The feeding of trolls

They live in the quiet places of the internet, lurking under conceptual bridges, and in shadowy corners. If you look at them, they will appear to have a human face, and a name, but this may have been taken from someone they ate. They are not easily distinguished from the other sprites, goblins and harmless creatures of mayhem who haunt the imaginary realms. What gives a troll away, is that they eat people. Unfortunately, by the time this is evident, it can be hard to escape.

Some communities will simply leave the slowest members to be eaten by trolls. A kind of natural selection blended with sacrifice that keeps the majority safe. Other tribes have specialist troll hunters, who spend their spare time sharpening weapons and baiting traps. The trouble with troll hunters is that they frequently catch an overconfident goblin by mistake. The internet realms are full of small, irritating but not very effective entities who will never actually eat anyone, they just like to flaunt their teeth. Some of them make roaring noises. This should be a giveaway, because the most dangerous trolls move quietly, they do not announce their presence with bombast and trumpet. They are just ‘little old me’ as they speak from the shadows and lure their victims under the bridges.

Of course the easy answer to trolls is not to go under bridges with them in the first place. There are philosophers who believe that trolls have a certain kind of magic, and once they cast their spells, the careless are drawn in. Seeing the face of the last person the troll ate, they believe there is a person to talk to, or maybe a boggart to tame, or a pixie to reason with. Somehow, they do not notice the very big teeth, at least, not until the chewing commences.

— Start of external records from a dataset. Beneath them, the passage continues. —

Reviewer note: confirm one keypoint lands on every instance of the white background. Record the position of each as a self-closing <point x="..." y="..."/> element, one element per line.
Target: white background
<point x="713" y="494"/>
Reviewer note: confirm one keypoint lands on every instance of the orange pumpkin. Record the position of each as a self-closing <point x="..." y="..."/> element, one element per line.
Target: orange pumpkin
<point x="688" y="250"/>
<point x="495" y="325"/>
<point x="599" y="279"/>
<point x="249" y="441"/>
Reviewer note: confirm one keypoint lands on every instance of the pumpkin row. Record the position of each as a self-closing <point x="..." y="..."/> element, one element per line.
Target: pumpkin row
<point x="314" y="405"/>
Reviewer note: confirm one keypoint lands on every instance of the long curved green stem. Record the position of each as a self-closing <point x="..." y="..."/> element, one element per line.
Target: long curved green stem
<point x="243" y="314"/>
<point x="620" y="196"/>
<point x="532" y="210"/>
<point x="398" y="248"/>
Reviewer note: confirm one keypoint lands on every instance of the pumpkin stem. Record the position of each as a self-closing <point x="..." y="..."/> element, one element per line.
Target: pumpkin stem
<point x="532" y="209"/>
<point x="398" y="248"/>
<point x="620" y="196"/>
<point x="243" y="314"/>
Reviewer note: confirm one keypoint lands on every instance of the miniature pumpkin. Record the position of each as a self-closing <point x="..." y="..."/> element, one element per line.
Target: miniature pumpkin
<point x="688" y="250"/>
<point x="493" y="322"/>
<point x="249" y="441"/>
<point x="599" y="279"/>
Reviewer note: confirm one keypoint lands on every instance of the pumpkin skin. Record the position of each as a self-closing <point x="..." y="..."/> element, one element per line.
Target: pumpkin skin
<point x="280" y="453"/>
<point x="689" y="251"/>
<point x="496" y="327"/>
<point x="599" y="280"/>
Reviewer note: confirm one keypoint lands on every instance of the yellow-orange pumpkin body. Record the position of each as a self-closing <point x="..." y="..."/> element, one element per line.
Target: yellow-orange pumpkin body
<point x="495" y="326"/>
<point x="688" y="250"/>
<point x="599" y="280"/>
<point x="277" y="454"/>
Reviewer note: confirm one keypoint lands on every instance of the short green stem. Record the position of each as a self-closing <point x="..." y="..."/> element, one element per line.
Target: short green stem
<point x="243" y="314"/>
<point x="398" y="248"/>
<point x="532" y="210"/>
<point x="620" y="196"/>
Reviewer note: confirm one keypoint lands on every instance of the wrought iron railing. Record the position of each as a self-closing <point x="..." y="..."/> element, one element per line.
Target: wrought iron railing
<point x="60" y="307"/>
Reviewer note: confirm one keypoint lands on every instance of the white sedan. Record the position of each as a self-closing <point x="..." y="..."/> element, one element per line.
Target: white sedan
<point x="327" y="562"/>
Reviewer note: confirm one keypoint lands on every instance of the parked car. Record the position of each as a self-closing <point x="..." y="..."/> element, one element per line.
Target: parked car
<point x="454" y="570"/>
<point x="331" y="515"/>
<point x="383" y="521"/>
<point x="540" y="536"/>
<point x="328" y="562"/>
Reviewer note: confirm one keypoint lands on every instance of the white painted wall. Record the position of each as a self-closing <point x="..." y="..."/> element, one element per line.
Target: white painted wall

The creatures who suffer least from troll predation are the ones with wings, who float dreamily at too great a height for shadowy places, and who therefore seldom find themselves on the underside of bridges. They do not speak with trolls, but only with those who float about in the same airy realms. However, they are the trolls’ delicacy of preference, and when one is caught, special attention is paid to the tearing off of wings, and the slow, painful act of mutilation.

At many a camp fire, the question is asked, where do the trolls come from? There are tales of youths who set out to become kings or heroes, and, failing utterly, fell into anger and took to lurking about under bridges. It is sometimes said that the trolls do not kill, only maul their victims into hideousness so that they too must become trolls and hide from sight. Some say that it is the troll hunters themselves who ultimately become that which they have sought. One must not only guard against the hunger of trolls, one must guard against the danger of becoming a troll.

In the fabulous land of internet, we choose which face we wear, borrowing a visage from the gods and heroes, if we do not like our own. We are makers of masks, keepers of many identities, inventing names to go with the forms we have imagined for ourselves. Here, we can all be warrior princes, faerie queens, sorcerers and unicorns. The more masks we put on, the greater the risk that they will change when we are not watching, and one day a careless hand reaches for something that turns out not to be a cheerful hobgoblin hat at all. We accidentally pull on a skin one morning, through which we can feel nothing. We wake up thinking that those pretty, winged delicate things have no grasp on reality and we should chew some sense into them. We suspect they would be tasty, and we know it would be fun to make them squeal. We become the trolls.